On the other hand, failure to WORSHIP any of the known gods would be a completely valid mindset in such a world. (especially amoung adventurers who have seen gods and their followers at their worst). Such a veiw wouldn't be called atheism or agnosticism in the modern uses, but some cultural term (unalligned?) would be common.
Oh yes -- as I mentioned in my original post, I do not require that my players' characters be observant or devout.
I almost look at it more like political allegeinces. You can be "same allegience" which is good, "allied allegience" which is ok, or "opposed allegeince" which would be bad. But a person of "no allegience" would certainly be less offensive than opposing.

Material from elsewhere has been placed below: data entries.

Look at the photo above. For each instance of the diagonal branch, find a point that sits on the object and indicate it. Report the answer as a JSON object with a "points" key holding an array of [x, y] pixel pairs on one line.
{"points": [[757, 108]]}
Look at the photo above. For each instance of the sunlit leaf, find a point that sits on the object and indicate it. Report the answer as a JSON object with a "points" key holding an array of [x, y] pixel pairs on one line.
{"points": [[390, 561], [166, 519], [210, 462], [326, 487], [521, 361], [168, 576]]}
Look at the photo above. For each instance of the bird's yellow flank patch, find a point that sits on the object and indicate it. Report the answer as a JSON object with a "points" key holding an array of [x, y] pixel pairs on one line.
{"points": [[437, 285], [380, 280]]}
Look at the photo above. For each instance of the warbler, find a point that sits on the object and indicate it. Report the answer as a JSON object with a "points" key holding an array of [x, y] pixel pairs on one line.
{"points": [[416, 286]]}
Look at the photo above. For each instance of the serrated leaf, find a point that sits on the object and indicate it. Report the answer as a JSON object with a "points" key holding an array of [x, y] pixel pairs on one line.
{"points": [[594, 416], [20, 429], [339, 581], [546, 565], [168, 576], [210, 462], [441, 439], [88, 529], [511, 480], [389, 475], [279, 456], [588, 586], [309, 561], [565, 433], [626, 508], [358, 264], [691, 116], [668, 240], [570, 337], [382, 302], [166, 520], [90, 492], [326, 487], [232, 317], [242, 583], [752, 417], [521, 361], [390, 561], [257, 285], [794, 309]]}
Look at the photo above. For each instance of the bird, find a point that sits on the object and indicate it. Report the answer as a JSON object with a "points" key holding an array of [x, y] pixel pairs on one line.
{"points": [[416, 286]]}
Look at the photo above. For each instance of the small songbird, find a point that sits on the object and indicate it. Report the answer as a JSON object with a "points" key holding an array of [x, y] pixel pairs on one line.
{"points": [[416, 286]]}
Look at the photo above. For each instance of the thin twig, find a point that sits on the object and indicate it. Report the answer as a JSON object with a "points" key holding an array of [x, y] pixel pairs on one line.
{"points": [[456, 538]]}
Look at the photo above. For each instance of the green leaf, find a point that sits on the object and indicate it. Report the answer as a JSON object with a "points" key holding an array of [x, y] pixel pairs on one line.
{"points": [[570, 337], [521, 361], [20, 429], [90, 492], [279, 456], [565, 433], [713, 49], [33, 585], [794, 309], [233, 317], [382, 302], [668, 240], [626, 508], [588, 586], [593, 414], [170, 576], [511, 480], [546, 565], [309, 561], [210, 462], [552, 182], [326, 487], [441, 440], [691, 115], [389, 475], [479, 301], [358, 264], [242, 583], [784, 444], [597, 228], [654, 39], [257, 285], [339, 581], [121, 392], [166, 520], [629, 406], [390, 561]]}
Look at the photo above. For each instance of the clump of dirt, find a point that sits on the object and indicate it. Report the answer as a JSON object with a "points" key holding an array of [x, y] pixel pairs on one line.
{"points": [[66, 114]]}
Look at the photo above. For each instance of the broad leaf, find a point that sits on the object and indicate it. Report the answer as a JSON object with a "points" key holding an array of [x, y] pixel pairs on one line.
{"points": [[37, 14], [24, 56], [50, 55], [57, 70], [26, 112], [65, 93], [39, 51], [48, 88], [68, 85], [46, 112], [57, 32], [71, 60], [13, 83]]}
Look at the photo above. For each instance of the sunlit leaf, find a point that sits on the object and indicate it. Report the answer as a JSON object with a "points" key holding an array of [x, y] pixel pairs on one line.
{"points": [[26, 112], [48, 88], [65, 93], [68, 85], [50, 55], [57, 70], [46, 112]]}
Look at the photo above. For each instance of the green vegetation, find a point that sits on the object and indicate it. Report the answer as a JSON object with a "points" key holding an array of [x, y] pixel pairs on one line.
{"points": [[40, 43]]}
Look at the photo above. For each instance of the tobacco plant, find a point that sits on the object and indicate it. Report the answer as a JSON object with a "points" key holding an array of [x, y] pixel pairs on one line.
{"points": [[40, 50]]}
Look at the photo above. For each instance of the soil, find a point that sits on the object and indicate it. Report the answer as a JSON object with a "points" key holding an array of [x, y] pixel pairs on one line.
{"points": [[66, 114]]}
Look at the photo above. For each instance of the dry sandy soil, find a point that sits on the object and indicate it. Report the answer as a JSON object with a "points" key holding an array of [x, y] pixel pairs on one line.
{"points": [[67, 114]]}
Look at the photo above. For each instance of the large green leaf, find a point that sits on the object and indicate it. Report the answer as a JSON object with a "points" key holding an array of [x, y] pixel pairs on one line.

Think carefully before you can create a world where you're more friendly to someone whose god put your god's eye out than someone who doesn't worship your god or any other.
"Better the infidel than the Pope" as they used to say in Constantinople.
This very much depends on how you set up oppositions in your theology, though. In my lawfully-aligned state-ist religions, the followers of the two gods that hate eachother are knit together through the civil service bureaucracy which has ritualized the two gods' conflict by drawing all inquisitors and prosecutors from the evil god's church and all opposing counsel from the good god's church.
The D&D Players' Handbook gods are truly terrible, though. For me, a formative influence in understanding polytheism in gaming was Greg Stafford's Runequest which is very much focused on organizing the other religions into a hierarchy of evils -- because the evils are organized into a hierarchy, it does allow for normally opposing faiths to band together to deal wiht a greater evil, though.
I must say, Kahuna Burger, it is a always pleasure to read your posts (don't worry I'm not expecting a return of the compliment); it is always a pleasure to see such reasoned argument.